Madden NFL 15 does something surprising right out of the gate: it throws the player into the game right away, without trying to explain the changes introduced during the development process or to add to much context to the situation.
A 2015 NFC Championship Game involving the Carolina Panthers and the Seattle Seahawks is in its last moments and players need to think fast and implement a strategy that can lead their team to victory.
I failed to score in this first gameplay test delivered by Madden NFL 15, but I appreciated what the team at EA Sports tried to do and how they leveraged the new features of the Xbox One in order to deliver an unexpected and interesting experience.
But the short segment also showcases some of the potential problems with the game and how it can drive newcomers away instead of capturing their attention quickly and for long periods of time.
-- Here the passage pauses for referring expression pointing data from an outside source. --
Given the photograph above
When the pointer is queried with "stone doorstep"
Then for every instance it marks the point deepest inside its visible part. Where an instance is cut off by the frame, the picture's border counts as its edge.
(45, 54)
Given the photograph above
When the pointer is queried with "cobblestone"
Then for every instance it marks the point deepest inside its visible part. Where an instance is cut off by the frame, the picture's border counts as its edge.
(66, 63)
Madden NFL as a series is a very complex experience and requires knowledge and practice to be played effectively, and even some veterans struggle when the development team introduces major changes to one feature or another.
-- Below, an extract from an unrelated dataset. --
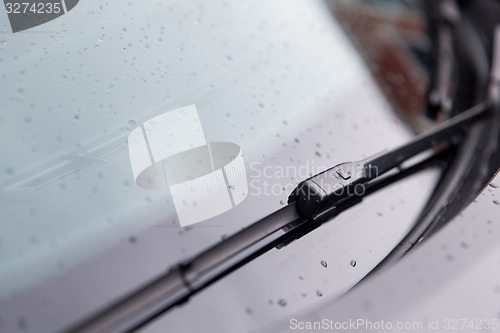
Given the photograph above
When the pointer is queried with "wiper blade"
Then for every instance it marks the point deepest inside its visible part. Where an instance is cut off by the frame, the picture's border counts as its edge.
(314, 201)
The new release comes with a focus on defense and its ability to win championships, and the opening gameplay situation features one of the best defensive lines in the league at the top of its game.
As I was playing and failing to move past the line or to deliver an accurate pass, I was wondering whether the rest of the game would be the same and how I could quickly improve my performance in order to do better.
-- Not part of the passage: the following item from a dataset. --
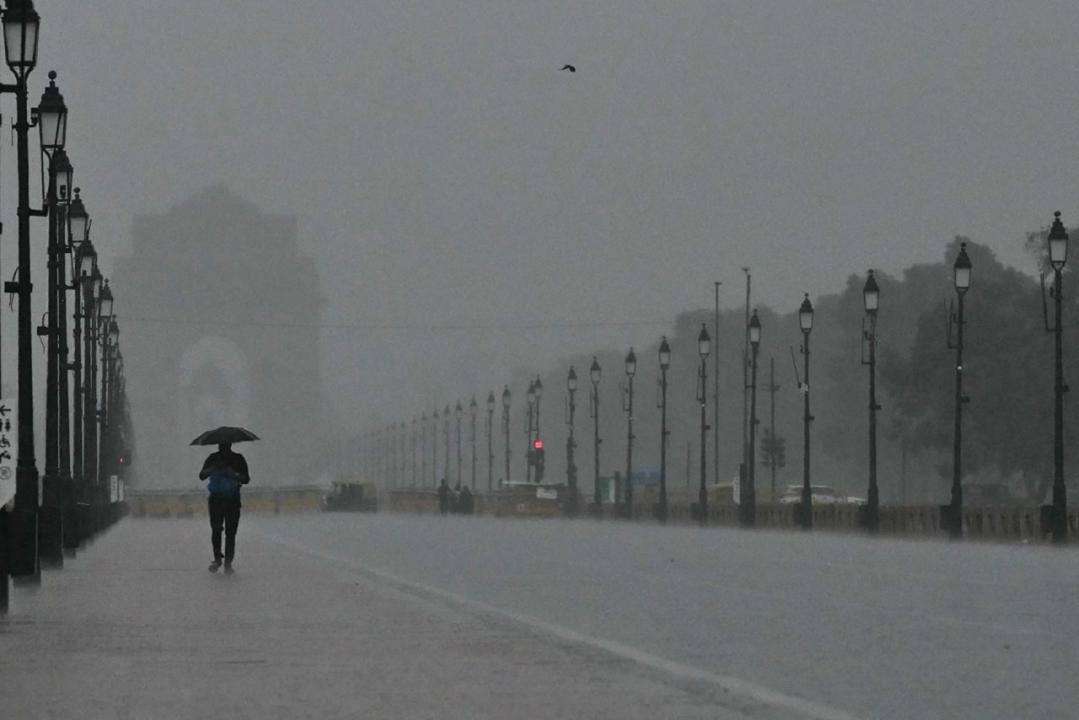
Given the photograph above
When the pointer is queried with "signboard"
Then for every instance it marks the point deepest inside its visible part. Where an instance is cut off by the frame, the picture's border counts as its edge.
(9, 431)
Other players, even if they are fans, might be put off by the introduction and could choose to put the game down for a while rather than jump right in.
Fortunately, there are plenty of ways to learn how to play Madden NFL 15 in order to be effective when moving on the field, even if it takes some time and passes are still hard to execute very well.
It will be interesting to see whether EA Sports plans to introduce more of these middle-of-the-game experiences via updates for the game or if they will only rely on this first one to create a positive impression of the game.
The studio knows how to make an initial impression, but the concept might work better with a little more context and with a lower difficulty.